Eu realmente não sei te dizer como os estudiosos acadêmicos lêem esse meu livro. Teve algumas crtíticas favoráveis de pessoas ligadas à universidade. Mas podem ter sido exceções. Esse livro compõe um caminho que eu mesmo venho tentando fazer desde a biografia do Vinicius, que é o de trabalhar a literatura sob uma perspectiva antiintelectualista. Não é um desprezo pela teoria ou pelos estudos literários, muito pelo contrário. Mas a impressão que eu tenho é que nas últimas décadas é que a abordagem da literatura se tornou não só intelectualista mas cientificista. A literatura é vista hoje como um assunto para especialistas. A idéia é que você tem que ter uma bagagem para fazer uma leitura. Eu acho que não, que você tem que estar é desarmado, para sofrer o impacto do livro, ou não.
Existe o risco de criarmos uma geração de escritores que trabalham só para a crítica?
Já temos. E isso é uma tendência muito forte na literatura brasileira contemporânea. Muitos escritores escrevem hoje como se fizessem uma tese de mestrado ou de doutorado, para cumprir bem as regras do orientador. Ou para agradar a crítica, para agradar a alta moda literária.
Pode citar exemplos?
Um escritor que é bom mas que escreve para a história, para ocupar um lugar, para a crítica, é o Bernardo Carvalho. Muitos poetas escrevem também com esse espírito: "para dialogar com outros poetas", "para reinterpretar Drummond ou o modernismo" ou "para dar um salto em relação ao concretismo". Escrevem um pouco como funcionários da alta literatura. E o grande escritor não escreve para ninguém. Não escreve para a crítica, para agradar, para ganhar prêmios, para vender, para virar best-seller.

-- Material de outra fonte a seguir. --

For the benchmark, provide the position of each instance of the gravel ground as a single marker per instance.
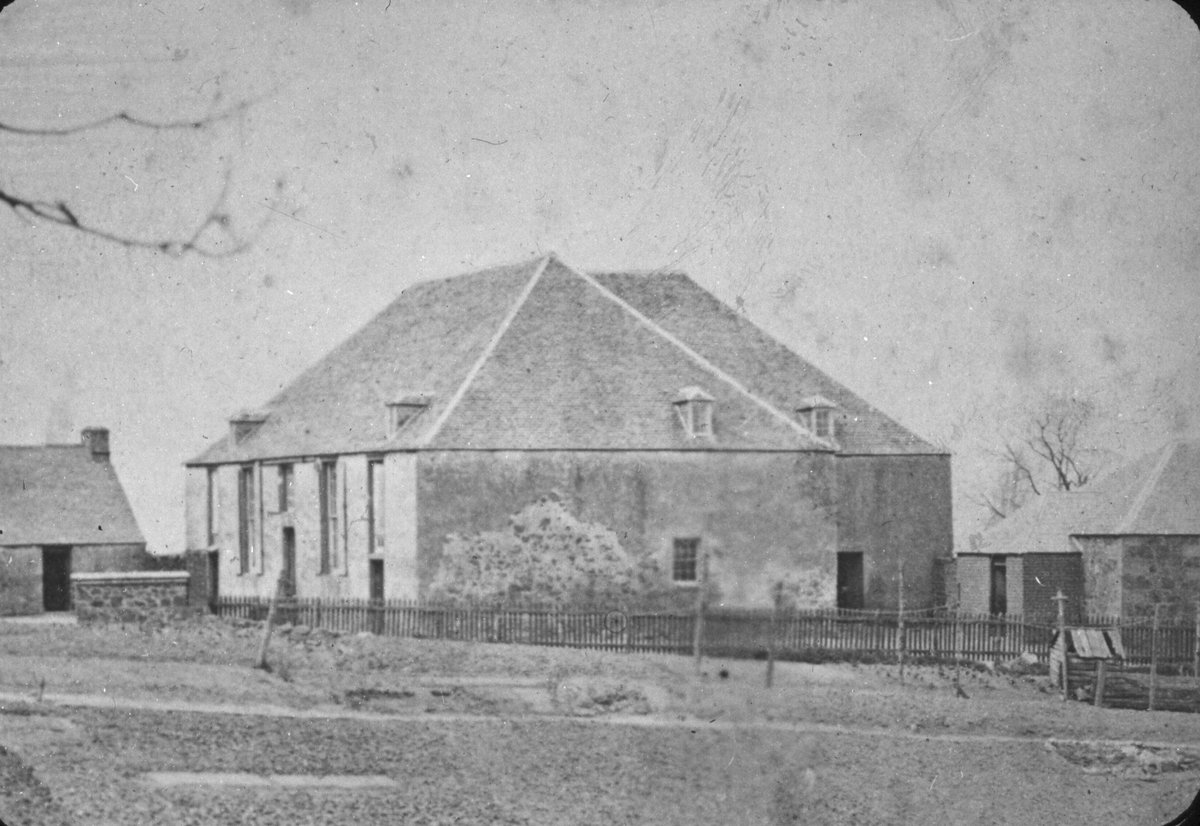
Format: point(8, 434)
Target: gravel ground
point(503, 764)
point(531, 771)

Quais são os seus próximos projetos?
Estou trabalhando em dois livros. Um sobre jornalismo cultural e outro sobre a figura do pai na literatura. Também tenho o projeto Ateliê do Pensamento junto com o Flávio Stein, que é músico e pesquisador interdisciplinar. Vai ser um círculo de leitores em que não haverá professores nem palestrantes. As pessoas se sentarão e discutirão sobre livros que as perturbaram, que mudaram suas vidas. Vamos começar com encontros mensais. Ainda não está fechado, mas tenho certeza de que vai sair.
Por que você decidiu vir morar em Curitiba?

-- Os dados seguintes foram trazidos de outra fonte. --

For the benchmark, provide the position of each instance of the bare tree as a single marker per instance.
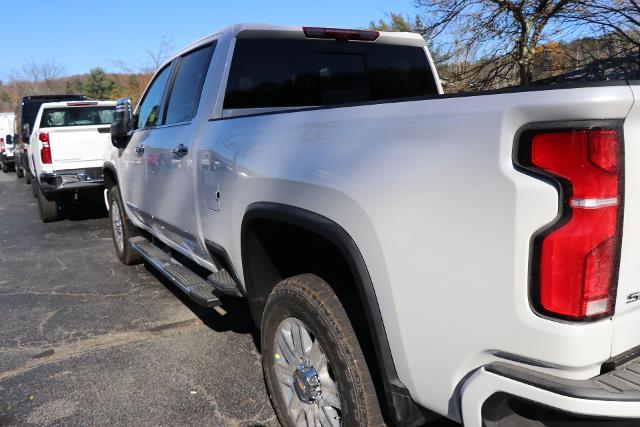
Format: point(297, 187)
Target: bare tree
point(154, 58)
point(158, 56)
point(36, 77)
point(497, 40)
point(617, 19)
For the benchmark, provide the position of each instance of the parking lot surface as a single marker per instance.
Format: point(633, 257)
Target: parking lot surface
point(85, 340)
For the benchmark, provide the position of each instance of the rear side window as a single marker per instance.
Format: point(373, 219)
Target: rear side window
point(151, 106)
point(86, 116)
point(298, 73)
point(187, 86)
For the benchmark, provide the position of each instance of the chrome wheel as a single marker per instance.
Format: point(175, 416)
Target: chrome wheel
point(116, 223)
point(307, 384)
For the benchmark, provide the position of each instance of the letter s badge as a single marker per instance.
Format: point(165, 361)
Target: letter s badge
point(634, 297)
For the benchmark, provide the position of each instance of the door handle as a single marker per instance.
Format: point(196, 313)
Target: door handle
point(181, 150)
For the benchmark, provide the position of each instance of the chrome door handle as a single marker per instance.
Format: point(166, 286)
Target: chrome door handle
point(181, 150)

Quando deixei de trabalhar em jornalismo, resolvi que eu precisava de mais introspecção. E aqui era uma cidade em que isso era possível.
Existe uma vida literária interessante aqui?
Curitiba é uma cidade que tem muitos escritores. Vários deles publicando fora daqui, ou com livros publicados por editoras locais com uma obra regular. Mas não tem vida literária. Existe uma competição feroz. Em qualquer meio literário isso existe. Mas aqui mais do que em outras cidades. Existe uma desconfiança muito grande e isso impede uma confraternização. O Dalton Trevisan é um sintoma disso. Talvez ele seja o mais lúcido de todos. Sabendo que o jogo é pesado, resolveu se proteger.
Você defende que João Cabral deveria ter recebido o Nobel. Algum escritor brasileiro hoje mereceria ganhar o prêmio?
Talvez o João Gilberto Noll, que embora ainda seja novo tem uma obra fabulosa. E eu também acharia justo se a Adélia Prado ganhasse o Nobel.